# Day 30 of 30 Day Shred tomorrow! Update: Before & After Pics!



## sevenofnine

I am on day 30 of the 30DS tomorrow! I will post my before and after pictures on here, although I'm terrified that there won't be a difference. 

I cut all snacking out, except for fruit and veggies in moderation, and started eating smaller portions. Clean eating, no processed foods. 

I am out of town Saturday and Sunday, and will start Ripped in 30 on Monday!!! Anyone up for it??

:flower:


----------



## MrsButterfly

Well done you!

I have the DVD gathering dust and really need to get into it. How have you found it? I have been doing the 5:2 diet for two weeks and lost 4 lbs but now need to get the exercise in to shift the rest I think.

Will be using your pics as motivation!


----------



## sevenofnine

MrsButterfly said:


> Well done you!
> 
> I have the DVD gathering dust and really need to get into it. How have you found it? I have been doing the 5:2 diet for two weeks and lost 4 lbs but now need to get the exercise in to shift the rest I think.
> 
> Will be using your pics as motivation!

I'm about to do my day 30 work out! :happydance:

I found it difficult, but I tried one day of Ripped in 30 two days ago, and my legs STILL hurt from that! It was a lot harder!

Good job for losing 4lbs!!!! I find the diet part even harder than the exercise, honestly. :blush: But I'm not doing terribly...

I will take pics after my work out... I really hope there's at least SOME improvement!!


----------



## sevenofnine

Here are my before & after pics!
Left is day 1, and right is today, day 30!

Although I did do clean eating, and smaller portions, no desserts or snacking other than fruit or veggies in moderation, I actually lost less than 1lb. Probably a total of 1/2lb.

Starting weight: 143.5
Ending weight: 142.9

So no real weight lost. I lost a bit during week 2/3, but then I seemed to gain it back, even though my calorie count was in check!

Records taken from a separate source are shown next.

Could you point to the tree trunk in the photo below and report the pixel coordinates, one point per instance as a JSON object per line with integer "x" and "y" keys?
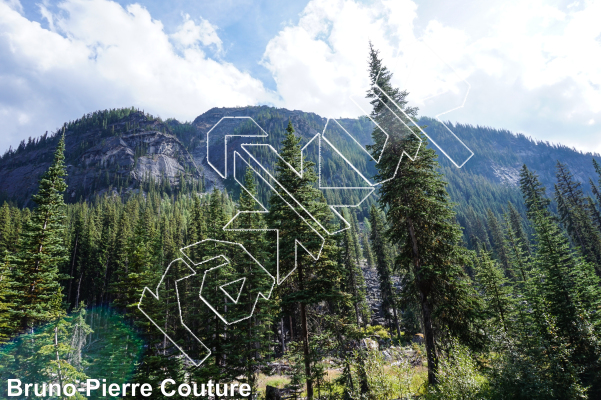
{"x": 426, "y": 309}
{"x": 396, "y": 322}
{"x": 305, "y": 333}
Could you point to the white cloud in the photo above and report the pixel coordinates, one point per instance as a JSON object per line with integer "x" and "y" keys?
{"x": 103, "y": 56}
{"x": 189, "y": 34}
{"x": 533, "y": 67}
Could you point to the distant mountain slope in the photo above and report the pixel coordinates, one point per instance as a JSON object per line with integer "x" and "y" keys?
{"x": 106, "y": 150}
{"x": 117, "y": 150}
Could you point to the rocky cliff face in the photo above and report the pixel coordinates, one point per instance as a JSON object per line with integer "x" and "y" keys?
{"x": 117, "y": 157}
{"x": 119, "y": 151}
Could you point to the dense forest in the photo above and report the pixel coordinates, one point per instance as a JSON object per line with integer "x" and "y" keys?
{"x": 443, "y": 286}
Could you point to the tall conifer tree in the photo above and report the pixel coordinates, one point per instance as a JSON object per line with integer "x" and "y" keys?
{"x": 42, "y": 251}
{"x": 422, "y": 221}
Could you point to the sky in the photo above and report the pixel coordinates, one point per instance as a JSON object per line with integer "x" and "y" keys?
{"x": 530, "y": 67}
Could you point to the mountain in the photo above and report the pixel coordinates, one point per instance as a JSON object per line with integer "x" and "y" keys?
{"x": 120, "y": 150}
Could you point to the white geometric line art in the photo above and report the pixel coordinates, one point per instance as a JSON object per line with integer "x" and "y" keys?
{"x": 261, "y": 172}
{"x": 239, "y": 289}
{"x": 156, "y": 298}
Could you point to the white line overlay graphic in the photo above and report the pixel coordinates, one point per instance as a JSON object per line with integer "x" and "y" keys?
{"x": 234, "y": 289}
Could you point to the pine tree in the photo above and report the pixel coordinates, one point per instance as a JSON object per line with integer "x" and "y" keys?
{"x": 355, "y": 279}
{"x": 517, "y": 226}
{"x": 496, "y": 291}
{"x": 251, "y": 338}
{"x": 42, "y": 251}
{"x": 316, "y": 280}
{"x": 383, "y": 261}
{"x": 574, "y": 214}
{"x": 421, "y": 224}
{"x": 498, "y": 241}
{"x": 567, "y": 290}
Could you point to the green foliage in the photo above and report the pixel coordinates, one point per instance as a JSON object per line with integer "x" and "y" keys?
{"x": 458, "y": 378}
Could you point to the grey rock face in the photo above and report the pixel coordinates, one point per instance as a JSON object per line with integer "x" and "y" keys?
{"x": 96, "y": 164}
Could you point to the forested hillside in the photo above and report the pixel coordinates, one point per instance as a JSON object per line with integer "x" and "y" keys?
{"x": 126, "y": 256}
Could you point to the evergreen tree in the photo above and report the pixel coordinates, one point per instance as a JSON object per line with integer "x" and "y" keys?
{"x": 316, "y": 280}
{"x": 574, "y": 214}
{"x": 498, "y": 241}
{"x": 516, "y": 222}
{"x": 421, "y": 223}
{"x": 38, "y": 294}
{"x": 383, "y": 260}
{"x": 567, "y": 291}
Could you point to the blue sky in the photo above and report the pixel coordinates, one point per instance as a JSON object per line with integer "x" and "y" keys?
{"x": 530, "y": 67}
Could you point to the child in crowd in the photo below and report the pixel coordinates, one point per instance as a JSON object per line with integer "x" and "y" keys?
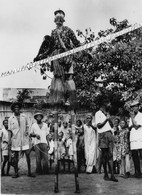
{"x": 69, "y": 148}
{"x": 65, "y": 130}
{"x": 80, "y": 145}
{"x": 4, "y": 137}
{"x": 61, "y": 149}
{"x": 123, "y": 149}
{"x": 116, "y": 128}
{"x": 51, "y": 149}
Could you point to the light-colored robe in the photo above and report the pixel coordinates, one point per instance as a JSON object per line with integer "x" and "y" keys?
{"x": 20, "y": 141}
{"x": 90, "y": 141}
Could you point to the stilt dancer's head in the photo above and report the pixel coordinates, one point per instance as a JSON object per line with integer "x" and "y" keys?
{"x": 16, "y": 107}
{"x": 59, "y": 17}
{"x": 38, "y": 117}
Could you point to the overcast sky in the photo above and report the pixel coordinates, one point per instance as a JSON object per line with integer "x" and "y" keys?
{"x": 24, "y": 23}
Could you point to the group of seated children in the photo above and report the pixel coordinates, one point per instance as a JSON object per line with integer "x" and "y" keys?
{"x": 65, "y": 147}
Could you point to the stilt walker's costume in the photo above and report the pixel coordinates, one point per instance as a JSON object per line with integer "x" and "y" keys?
{"x": 63, "y": 90}
{"x": 62, "y": 86}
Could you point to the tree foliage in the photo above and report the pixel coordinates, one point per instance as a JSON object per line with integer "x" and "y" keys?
{"x": 115, "y": 70}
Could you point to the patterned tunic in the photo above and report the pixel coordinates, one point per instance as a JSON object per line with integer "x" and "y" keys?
{"x": 64, "y": 40}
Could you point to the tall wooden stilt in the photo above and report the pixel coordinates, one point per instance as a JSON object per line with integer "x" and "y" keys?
{"x": 56, "y": 190}
{"x": 77, "y": 190}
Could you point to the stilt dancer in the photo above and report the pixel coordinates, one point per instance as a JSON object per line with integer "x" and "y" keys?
{"x": 77, "y": 190}
{"x": 62, "y": 91}
{"x": 56, "y": 151}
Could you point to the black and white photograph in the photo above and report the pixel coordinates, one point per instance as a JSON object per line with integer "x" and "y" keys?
{"x": 71, "y": 97}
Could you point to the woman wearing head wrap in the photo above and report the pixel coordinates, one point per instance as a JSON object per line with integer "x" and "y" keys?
{"x": 90, "y": 144}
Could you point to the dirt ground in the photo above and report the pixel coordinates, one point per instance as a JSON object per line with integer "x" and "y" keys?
{"x": 89, "y": 184}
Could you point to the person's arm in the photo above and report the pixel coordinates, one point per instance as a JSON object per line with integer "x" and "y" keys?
{"x": 32, "y": 133}
{"x": 100, "y": 125}
{"x": 93, "y": 127}
{"x": 134, "y": 123}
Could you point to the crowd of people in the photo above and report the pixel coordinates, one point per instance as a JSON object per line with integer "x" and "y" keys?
{"x": 99, "y": 141}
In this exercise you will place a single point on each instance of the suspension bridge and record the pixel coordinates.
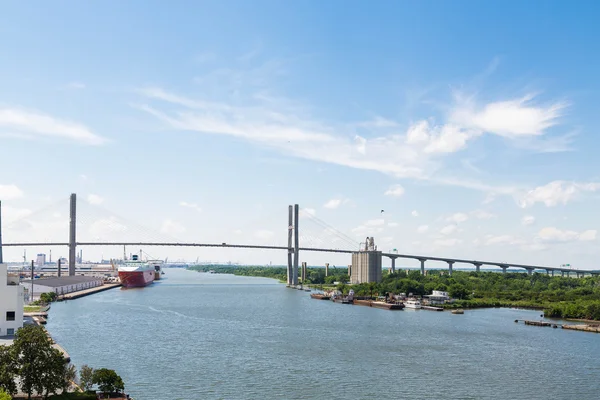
(345, 245)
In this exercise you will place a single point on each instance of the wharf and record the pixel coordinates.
(87, 292)
(575, 327)
(432, 308)
(379, 304)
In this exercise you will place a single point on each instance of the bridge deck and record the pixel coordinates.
(263, 247)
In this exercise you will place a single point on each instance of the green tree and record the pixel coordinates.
(458, 291)
(68, 377)
(53, 373)
(33, 349)
(4, 395)
(8, 369)
(108, 381)
(86, 377)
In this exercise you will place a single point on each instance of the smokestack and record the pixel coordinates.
(1, 259)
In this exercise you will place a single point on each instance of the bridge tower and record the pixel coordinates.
(73, 234)
(293, 245)
(1, 232)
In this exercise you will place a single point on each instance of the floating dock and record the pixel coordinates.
(87, 292)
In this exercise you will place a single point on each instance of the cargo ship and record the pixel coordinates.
(157, 265)
(136, 273)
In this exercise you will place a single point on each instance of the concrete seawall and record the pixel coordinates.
(87, 292)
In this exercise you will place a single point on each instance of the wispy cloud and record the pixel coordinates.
(508, 118)
(556, 192)
(193, 206)
(37, 124)
(76, 85)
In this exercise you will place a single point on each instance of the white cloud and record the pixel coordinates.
(528, 220)
(481, 214)
(395, 191)
(503, 240)
(333, 204)
(193, 206)
(588, 235)
(76, 85)
(555, 235)
(378, 122)
(423, 228)
(458, 218)
(438, 139)
(172, 227)
(375, 222)
(36, 124)
(556, 192)
(448, 230)
(10, 192)
(447, 242)
(508, 118)
(263, 234)
(95, 199)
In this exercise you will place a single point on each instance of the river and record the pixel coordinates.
(206, 336)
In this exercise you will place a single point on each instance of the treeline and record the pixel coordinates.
(314, 276)
(557, 296)
(33, 366)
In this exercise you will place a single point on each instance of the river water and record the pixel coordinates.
(206, 336)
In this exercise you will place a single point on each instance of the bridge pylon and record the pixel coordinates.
(293, 245)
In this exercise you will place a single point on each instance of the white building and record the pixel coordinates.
(41, 260)
(11, 302)
(438, 297)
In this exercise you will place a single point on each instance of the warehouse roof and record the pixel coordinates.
(66, 280)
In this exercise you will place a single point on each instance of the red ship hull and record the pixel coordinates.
(136, 278)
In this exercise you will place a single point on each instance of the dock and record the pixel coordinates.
(379, 304)
(575, 327)
(432, 308)
(87, 292)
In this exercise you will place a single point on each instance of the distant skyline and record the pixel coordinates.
(471, 124)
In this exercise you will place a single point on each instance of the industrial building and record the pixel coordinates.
(11, 302)
(63, 285)
(366, 264)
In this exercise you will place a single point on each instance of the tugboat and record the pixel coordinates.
(157, 265)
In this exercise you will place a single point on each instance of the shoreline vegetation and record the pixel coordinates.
(558, 297)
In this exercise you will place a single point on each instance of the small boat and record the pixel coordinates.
(415, 304)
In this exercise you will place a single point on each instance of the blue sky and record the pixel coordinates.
(471, 124)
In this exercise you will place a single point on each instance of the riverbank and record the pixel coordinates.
(557, 297)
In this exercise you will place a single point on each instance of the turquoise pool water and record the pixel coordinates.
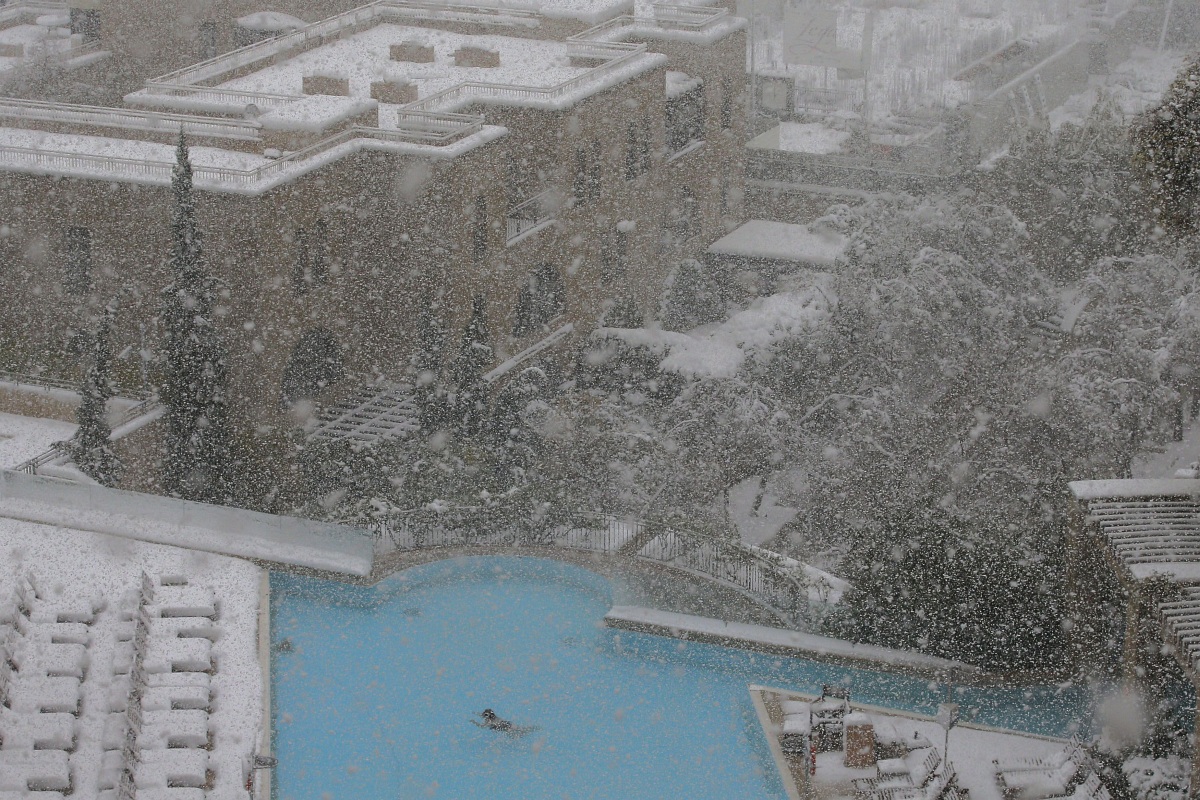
(375, 689)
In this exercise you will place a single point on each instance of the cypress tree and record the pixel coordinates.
(474, 356)
(197, 459)
(91, 449)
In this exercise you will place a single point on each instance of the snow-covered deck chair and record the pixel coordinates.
(1090, 789)
(915, 770)
(1073, 751)
(36, 731)
(35, 770)
(53, 632)
(163, 698)
(183, 601)
(161, 769)
(30, 695)
(35, 657)
(178, 655)
(174, 793)
(37, 607)
(1026, 785)
(185, 627)
(933, 791)
(163, 729)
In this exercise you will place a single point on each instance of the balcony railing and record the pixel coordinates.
(534, 212)
(126, 119)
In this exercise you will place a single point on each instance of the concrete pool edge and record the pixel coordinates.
(785, 642)
(262, 779)
(777, 750)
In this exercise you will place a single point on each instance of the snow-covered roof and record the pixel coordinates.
(196, 525)
(270, 22)
(720, 350)
(136, 161)
(814, 138)
(783, 241)
(531, 72)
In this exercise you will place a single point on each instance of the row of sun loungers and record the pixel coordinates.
(1067, 775)
(43, 663)
(157, 735)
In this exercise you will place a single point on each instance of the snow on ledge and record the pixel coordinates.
(1135, 487)
(742, 635)
(183, 523)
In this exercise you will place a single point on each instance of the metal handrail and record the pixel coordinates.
(760, 573)
(532, 212)
(97, 115)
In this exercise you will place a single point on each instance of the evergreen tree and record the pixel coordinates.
(198, 462)
(1167, 139)
(427, 365)
(474, 358)
(93, 451)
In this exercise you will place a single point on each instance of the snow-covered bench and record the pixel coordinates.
(174, 729)
(35, 770)
(36, 731)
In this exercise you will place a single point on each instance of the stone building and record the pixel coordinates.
(371, 167)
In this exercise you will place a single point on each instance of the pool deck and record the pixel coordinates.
(777, 641)
(972, 749)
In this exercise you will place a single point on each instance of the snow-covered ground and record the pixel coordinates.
(73, 567)
(24, 437)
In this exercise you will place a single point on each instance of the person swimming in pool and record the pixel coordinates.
(492, 721)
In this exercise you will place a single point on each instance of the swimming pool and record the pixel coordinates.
(373, 690)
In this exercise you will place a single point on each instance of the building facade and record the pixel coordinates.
(371, 168)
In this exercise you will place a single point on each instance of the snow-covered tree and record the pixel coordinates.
(91, 447)
(472, 361)
(1168, 149)
(198, 462)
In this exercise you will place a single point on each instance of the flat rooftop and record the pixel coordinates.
(364, 58)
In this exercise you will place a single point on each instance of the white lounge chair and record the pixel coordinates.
(35, 770)
(1027, 785)
(34, 695)
(161, 769)
(1051, 762)
(43, 657)
(174, 729)
(37, 731)
(178, 655)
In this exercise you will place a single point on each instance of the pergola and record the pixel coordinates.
(1139, 541)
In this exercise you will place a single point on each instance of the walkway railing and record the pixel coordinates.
(537, 210)
(766, 577)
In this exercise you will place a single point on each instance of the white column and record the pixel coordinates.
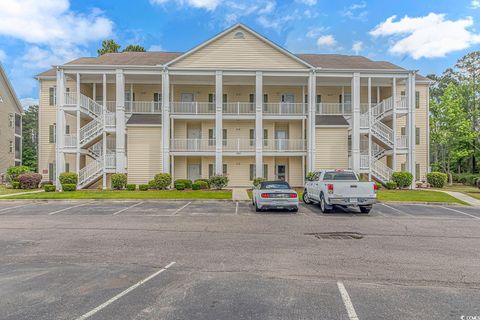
(311, 131)
(370, 159)
(77, 155)
(411, 126)
(60, 127)
(120, 122)
(356, 122)
(258, 124)
(166, 121)
(104, 142)
(394, 124)
(218, 122)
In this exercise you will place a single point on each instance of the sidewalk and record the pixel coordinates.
(240, 194)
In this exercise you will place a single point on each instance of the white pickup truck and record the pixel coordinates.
(341, 188)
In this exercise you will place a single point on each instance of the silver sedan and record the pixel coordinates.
(275, 195)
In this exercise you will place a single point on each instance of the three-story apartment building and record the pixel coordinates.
(10, 126)
(236, 104)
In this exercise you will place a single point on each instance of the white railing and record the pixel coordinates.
(90, 106)
(284, 145)
(402, 142)
(328, 108)
(284, 109)
(70, 98)
(192, 145)
(90, 131)
(239, 108)
(143, 106)
(381, 171)
(194, 107)
(238, 145)
(91, 171)
(70, 140)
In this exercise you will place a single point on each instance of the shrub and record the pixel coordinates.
(69, 187)
(390, 185)
(119, 181)
(180, 186)
(49, 188)
(29, 180)
(258, 181)
(14, 172)
(203, 180)
(162, 181)
(437, 179)
(203, 185)
(403, 179)
(186, 182)
(195, 186)
(218, 181)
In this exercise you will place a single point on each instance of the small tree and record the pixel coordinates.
(218, 181)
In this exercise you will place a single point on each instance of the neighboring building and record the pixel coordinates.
(10, 126)
(280, 114)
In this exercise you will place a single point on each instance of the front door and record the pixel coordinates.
(281, 171)
(194, 171)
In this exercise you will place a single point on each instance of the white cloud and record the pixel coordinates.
(356, 11)
(200, 4)
(357, 47)
(326, 41)
(429, 36)
(50, 22)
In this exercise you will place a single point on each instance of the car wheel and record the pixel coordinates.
(323, 205)
(305, 198)
(365, 209)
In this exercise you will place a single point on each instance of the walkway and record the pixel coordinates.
(240, 194)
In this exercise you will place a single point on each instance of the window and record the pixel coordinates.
(52, 96)
(51, 172)
(51, 133)
(11, 122)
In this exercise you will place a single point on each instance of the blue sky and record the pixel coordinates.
(416, 34)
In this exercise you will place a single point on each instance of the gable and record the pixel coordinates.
(239, 48)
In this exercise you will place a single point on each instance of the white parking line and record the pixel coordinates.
(352, 315)
(121, 294)
(180, 209)
(455, 210)
(65, 209)
(125, 209)
(395, 209)
(22, 205)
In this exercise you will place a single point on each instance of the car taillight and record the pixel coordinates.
(330, 188)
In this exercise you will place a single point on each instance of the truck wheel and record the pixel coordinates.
(323, 205)
(305, 197)
(365, 209)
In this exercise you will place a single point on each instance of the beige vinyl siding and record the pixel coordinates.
(248, 53)
(331, 148)
(144, 158)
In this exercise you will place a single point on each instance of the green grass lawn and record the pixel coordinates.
(5, 190)
(110, 194)
(416, 196)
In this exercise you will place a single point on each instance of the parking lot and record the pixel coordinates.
(221, 260)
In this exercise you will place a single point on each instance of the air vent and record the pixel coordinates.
(239, 35)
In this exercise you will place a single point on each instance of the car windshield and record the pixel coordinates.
(274, 185)
(340, 175)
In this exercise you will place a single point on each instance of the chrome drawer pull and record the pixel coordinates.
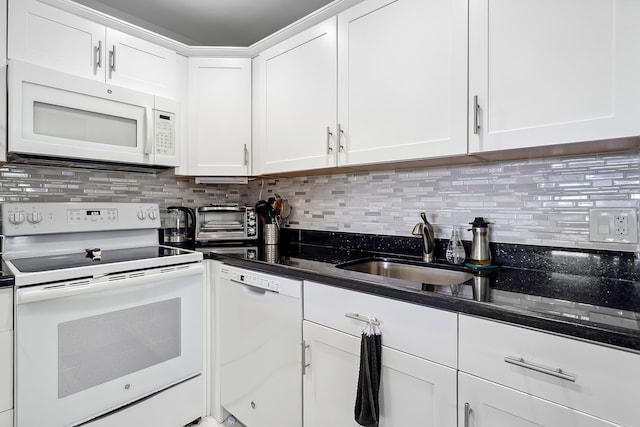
(558, 373)
(367, 319)
(467, 414)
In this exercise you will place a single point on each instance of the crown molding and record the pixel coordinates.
(302, 24)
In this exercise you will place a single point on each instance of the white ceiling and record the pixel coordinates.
(237, 23)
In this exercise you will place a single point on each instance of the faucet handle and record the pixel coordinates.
(424, 217)
(418, 229)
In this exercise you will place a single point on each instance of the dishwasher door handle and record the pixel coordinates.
(254, 288)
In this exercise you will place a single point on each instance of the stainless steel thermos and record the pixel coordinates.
(480, 254)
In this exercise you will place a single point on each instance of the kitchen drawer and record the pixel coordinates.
(6, 370)
(6, 418)
(6, 309)
(421, 331)
(606, 380)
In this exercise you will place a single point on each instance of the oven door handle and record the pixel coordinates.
(116, 281)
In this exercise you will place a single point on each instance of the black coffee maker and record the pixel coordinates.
(179, 226)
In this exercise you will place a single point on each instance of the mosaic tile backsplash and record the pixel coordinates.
(536, 201)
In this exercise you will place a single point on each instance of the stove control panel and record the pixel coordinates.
(47, 218)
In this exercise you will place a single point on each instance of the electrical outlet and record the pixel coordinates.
(613, 225)
(621, 223)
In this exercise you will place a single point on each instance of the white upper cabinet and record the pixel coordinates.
(219, 116)
(50, 37)
(552, 71)
(295, 102)
(138, 64)
(400, 91)
(402, 80)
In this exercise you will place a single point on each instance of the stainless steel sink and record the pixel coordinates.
(409, 272)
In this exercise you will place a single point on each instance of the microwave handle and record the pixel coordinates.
(149, 132)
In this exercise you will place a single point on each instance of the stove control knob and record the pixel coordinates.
(16, 217)
(34, 217)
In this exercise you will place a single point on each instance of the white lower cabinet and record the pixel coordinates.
(483, 403)
(545, 379)
(6, 357)
(413, 390)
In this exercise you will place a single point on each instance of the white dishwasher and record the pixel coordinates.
(260, 328)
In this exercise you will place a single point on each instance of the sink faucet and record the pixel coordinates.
(425, 230)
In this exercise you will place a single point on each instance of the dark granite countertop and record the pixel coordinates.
(602, 308)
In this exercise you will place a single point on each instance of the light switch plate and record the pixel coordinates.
(615, 225)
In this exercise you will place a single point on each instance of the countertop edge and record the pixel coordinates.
(621, 340)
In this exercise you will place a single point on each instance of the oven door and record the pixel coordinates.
(86, 347)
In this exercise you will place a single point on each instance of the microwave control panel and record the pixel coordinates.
(164, 133)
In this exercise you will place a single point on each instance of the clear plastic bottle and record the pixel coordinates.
(455, 250)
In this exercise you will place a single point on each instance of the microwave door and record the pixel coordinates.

I saw the biggest improvement the last 10 days. Honestly, the day 1, 10, and 20 pics all pretty much look the same to me. Then all of a sudden, there was a bigger change between day 20 and 30!

Now I am going to do Ripped in 30! I have a long way to go, but I am happy so far! Any progress is still progress!! My tummy is still very fluffy, but that's okay, I will just work as hard as I can and be happy with being healthy!


----------



## MrsButterfly

Looking good! Well done you!


----------



## PaulysBabe13

Wow, your doing so great! Go you!! Keep up the good work, its paying off!!:thumbup:


----------



## Mooshoo

Well done you really look fab


----------



## sevenofnine

Thanks! :)


----------



## milena

well done..!:thumbup:
Keep self motivated!


----------



## Chelle26

Well uve convinced me too buy !!!


----------